Experimental Uncertainties (“Errors”)

Preface on Probability Distribution Functions

 

Binomial Distribution

 

Often useful when the outcome of a “trial” is a “yes” or a “no”. Example: what is the probability that when you flip a coin, it will come up “heads”? It is 50%, and given an infinite number of flips, or “trials”, that’s how often you should get it. Now ask “If I flip a coin 1000 times, what is the probability that I will 435 heads? The Binomial Distribution os the one that is applicable to such a trial.

 

Poisson Distribution

 

“An approximation to the binomial distribution when the average number of successes is very much smaller than the possible number.”  Bevington, Data Reduction and Analysis for the Physical Sciences. Often used when counting the number of events occurring in a given time interval. As an example, suppose you wanted to record the rate of radioactive decay of a large sample of 14C. Your sample might contain 1014 atoms, half of which decays in 5730 years (its “half-life”), but you only count the decay rate over the course of 1 day or 1 week. The number you get per unit time will generally be distributed according to the Poisson Distribution. Likewise, detecting neutrinos is really difficult, since they interact with matter so infrequently. Although billions of neutrinos from the sun pass through you event second, measuring how often they “hit” something might be measured in 1 event per year.
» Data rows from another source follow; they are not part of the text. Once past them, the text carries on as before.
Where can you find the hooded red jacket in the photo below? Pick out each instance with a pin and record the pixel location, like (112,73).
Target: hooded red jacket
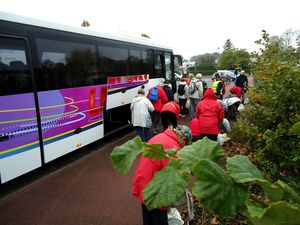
(172,107)
(148,167)
(210,113)
(162,98)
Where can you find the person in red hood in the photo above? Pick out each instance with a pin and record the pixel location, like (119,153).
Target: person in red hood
(170,113)
(237,91)
(158,104)
(210,114)
(147,168)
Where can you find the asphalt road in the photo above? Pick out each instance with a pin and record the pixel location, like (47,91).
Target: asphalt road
(87,191)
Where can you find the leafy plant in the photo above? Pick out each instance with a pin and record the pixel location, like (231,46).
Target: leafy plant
(223,192)
(274,108)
Poisson statistics would describe the rate of detection of neutrinos per unit time.

 

Normal (“Gaussian”) Distribution

 

An approximation to the binomial distribution when the number of events becomes infinitely large, and the probability of success is also infinitely large (sort of a large-N Poisson distribution). This is the one we usually use, under the assumptions that these conditions are being met. This is what we will be using. For more background information, see below:

 

Poisson: http://www.capdm.com/demos/software/html/capdm/qm/poissondist/usage.html

 

Normal: http://www-stat.stanford.edu/~naras/jsm/NormalDensity/NormalDensity.html

 

Glossary: http://www.stats.gla.ac.uk/steps/glossary/probability_distributions.html

 

Comparisons: http://www.rfbarrow.btinternet.co.uk/htmasa2/Binomial1.htm

 

WARNING: “For a hundred years or so, mathematical statisticians have been in love with the fact that the probability distribution of a very large number of very small random deviations almost always converges to a normal distribution. This infatuation tended to focus away from the fact that, for real data, the normal distribution is often rather poorly realized, if it is realized at all.” Press, Teukolsky, Vetterling, and Flannery, Numerical Recipes.

 

2 RULES:

 

1. No measurement is perfect

2. Some measurements are less perfect than others

 

 

As mentioned by your textbook, there can be many courses of uncertainties in a measurement:

 

  1. Lack of skill in measuring (the “personal equation”)

 

  1. Instrumental limitations (instrument noise or systematic error)

 

  1. Extraneous influences (usually lack of control of the “experiment”, which may or may not be under the experimenter’s control)

 

  1. Real variations in the quantity being measured (a source with real fluctuations will produce “scatter” in the data)

 

  1. Random fluctuations (real noise; with light, uneven arrival rate of photons)

 

 

Measurement Precision: high reproducibility of a given measurement result

 

Measurement Accuracy: result is close to the true value

 

Note that a highly precise result may be systematically off the true value (i.e. have low accuracy)

 

Note that a highly accurate result may have a high degree of scatter (i.e. have low precision)

 

 

 


You book (Norton) has some very nice examples, so in this (rare) instance I will follow along with much of the discussion as it appears there.

 

In real life, measurements will have some “scatter” due to a variety of phenomena, often beyond the experimenter’s control.

 

 

Precision is defined as the degree to which measurements are repeatable. Of the two sets of measurements shown here, Set (b) has much less scatter than Set (a), and so Set (b) is said to be more precise that Set (a).

 

Based on a visual inspection, both seem to scatter around the “true” value, but if you were to base a conclusion on these 2 sets of measurements, Set (b) would be the one you would want to choose.

 

 

By contrast, here we have 2 sets of data, both of which have similar precision, but one is closer to the “true” value, and is said to be more accurate.

 

In some areas of physics measurements, I have seen both the random scatter (like the standard deviation, which we will get to later) and an estimate of the possible systematic errors (if they are known) quoted.

 

 

 

 

Suppose you were to measure the brightness of a star. Due to variations in the arrival rate of photons, a trial of 10 measurements might result in the values shown here. Based on what I seen here, it wold not be easy to determine a good mean value.

 

 

 

After 100 measurements, one begins to see a more uniform distribution, although some measurements far from the “middle” can be seen.

 

 

 

After 1000 measurements, we can see a smooth symmetric distribution beginning to emerge.

 

 

 

In principle, if we were to obtain a very large number of measurements over very small intervals in magnitude, our distribution would look like this, and be describable using a “Normal” (“Gaussian”) Distribution.

 

 

 

The 2 most common parameters used to describe such a distribution are the mean and the standard deviation.

 

Let the measured values of  observations be described by , where  (i.e.  is the value of the first measurement,  is the value of the second measurement, and so on.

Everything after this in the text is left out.